Cartan's Theorem B can be stated as follows:
Let $X$ be a space let $\mathcal{F}$ be a sheaf on $X$. Consider the following three conditions:
- $X$ is "simple";
- $\mathcal{F}$ is "nice";
- the sheaf cohomology $\mathrm{H}^p(X,\mathcal{F})$ is zero for all $p\geqslant1$.
Then the following hold:
- (1) + (2) $\implies$ (3)
- (3) + (2) $\implies$ (1) (where by "(3) + (2)" I mean "(3) holds for all $\mathcal{F}$ such that (2)")
where we can take ("simple", "nice") to be either (Stein manifold, coherent) or (affine scheme, quasi-coherent).
(Note that Theorem B is really just the fact that (1) + (2) $\implies$ (3); the other result is a sort of converse showing that this theorem is sharp, but I think it deserves to be a part of the theorem).
What I'd like to know is if there is a third option for ("simple", nice") that recovers some sort of $\mathbb{R}$-smooth statement. My guess would be that "simple" = contractible subset of $\mathbb{R}^n$. My only justification for this is that the notion of "simple" in the complex-analytic and complex-algebraic cases above correspond exactly to what one finds in the definition of a good cover, and in the smooth case one normally defines good covers to be those that are contractible with contractible intersections (if I'm not mistaken).

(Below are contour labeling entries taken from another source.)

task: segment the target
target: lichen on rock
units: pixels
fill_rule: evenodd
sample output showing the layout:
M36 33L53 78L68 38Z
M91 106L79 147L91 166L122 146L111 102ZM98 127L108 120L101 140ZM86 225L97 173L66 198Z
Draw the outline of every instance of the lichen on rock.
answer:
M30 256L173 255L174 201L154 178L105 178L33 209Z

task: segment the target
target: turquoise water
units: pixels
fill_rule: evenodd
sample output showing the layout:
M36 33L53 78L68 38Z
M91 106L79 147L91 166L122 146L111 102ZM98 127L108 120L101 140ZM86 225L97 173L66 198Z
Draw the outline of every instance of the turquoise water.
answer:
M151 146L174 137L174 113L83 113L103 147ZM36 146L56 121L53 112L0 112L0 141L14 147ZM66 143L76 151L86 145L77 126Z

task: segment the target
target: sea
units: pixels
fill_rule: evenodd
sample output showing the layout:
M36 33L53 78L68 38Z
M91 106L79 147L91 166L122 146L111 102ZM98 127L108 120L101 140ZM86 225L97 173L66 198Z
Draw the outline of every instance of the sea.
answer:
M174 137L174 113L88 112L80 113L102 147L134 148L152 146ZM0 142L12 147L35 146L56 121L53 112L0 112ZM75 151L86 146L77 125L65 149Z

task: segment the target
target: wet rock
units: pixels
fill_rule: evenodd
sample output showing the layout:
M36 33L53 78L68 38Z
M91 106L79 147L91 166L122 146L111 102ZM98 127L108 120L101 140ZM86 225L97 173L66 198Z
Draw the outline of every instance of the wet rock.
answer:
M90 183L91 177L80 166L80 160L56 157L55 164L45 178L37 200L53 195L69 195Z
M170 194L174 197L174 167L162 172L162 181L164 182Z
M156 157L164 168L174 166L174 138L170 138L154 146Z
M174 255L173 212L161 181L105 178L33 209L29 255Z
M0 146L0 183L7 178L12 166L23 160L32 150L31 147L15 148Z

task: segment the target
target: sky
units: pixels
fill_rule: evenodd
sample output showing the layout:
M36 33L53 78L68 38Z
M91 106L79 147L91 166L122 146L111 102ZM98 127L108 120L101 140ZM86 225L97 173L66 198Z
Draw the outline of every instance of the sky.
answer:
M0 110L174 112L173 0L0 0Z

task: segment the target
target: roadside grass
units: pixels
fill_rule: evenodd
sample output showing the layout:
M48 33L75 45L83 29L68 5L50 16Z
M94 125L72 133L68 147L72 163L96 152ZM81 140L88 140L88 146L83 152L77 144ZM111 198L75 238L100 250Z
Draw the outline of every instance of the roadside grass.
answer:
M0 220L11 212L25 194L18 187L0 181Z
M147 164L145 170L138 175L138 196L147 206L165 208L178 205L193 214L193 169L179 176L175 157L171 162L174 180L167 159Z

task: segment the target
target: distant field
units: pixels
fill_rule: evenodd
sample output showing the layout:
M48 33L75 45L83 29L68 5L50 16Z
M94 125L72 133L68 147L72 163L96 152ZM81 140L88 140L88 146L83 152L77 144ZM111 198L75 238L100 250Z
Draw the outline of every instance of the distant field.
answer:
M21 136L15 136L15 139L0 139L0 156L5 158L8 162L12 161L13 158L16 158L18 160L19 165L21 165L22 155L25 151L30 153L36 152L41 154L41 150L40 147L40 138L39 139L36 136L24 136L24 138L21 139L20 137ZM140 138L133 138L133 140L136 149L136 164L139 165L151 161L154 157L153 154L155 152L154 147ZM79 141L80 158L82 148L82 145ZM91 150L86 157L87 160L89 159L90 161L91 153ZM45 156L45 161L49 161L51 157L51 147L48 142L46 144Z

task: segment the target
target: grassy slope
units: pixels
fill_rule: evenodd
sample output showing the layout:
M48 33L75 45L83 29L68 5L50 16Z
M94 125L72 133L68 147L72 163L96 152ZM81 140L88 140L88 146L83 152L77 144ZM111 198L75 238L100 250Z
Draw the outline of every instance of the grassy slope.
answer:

Edit: there has been some discussion in the comments about what sort of answer I'm looking for, and I agree that this question is rather vague, but maybe here's another way of phrasing it:
Cartan's Theorem B tells me that the analogy between analytic and algebraic geometry given by "Stein ↔︎ affine" and "coherent ↔︎ quasi-coherent" is, in the eyes of cohomology, a fair one. If I want to extend this analogy/dictionary to include smooth geometry, which words should I use?
context | "simple" | "nice" |
---|---|---|
complex-algebraic | affine | quasi-coherent |
complex-analytic | Stein | coherent |
real-analytic | coherent analytic subvarieties of $\mathbb{R}^n$ | coherent |
smooth | ? contractible ? | ? |
Edit 2: This MO question/answer pointed me to Cartan's paper Variétés analytiques réelles et variétés analytiques complexes, of which Theorem 3 gives a result for the real-analytic setting; I've added this to the table above.
Failing this, are there any other pairs that I can substitute in? Maybe something to recover a statement about rigid analytic geometry?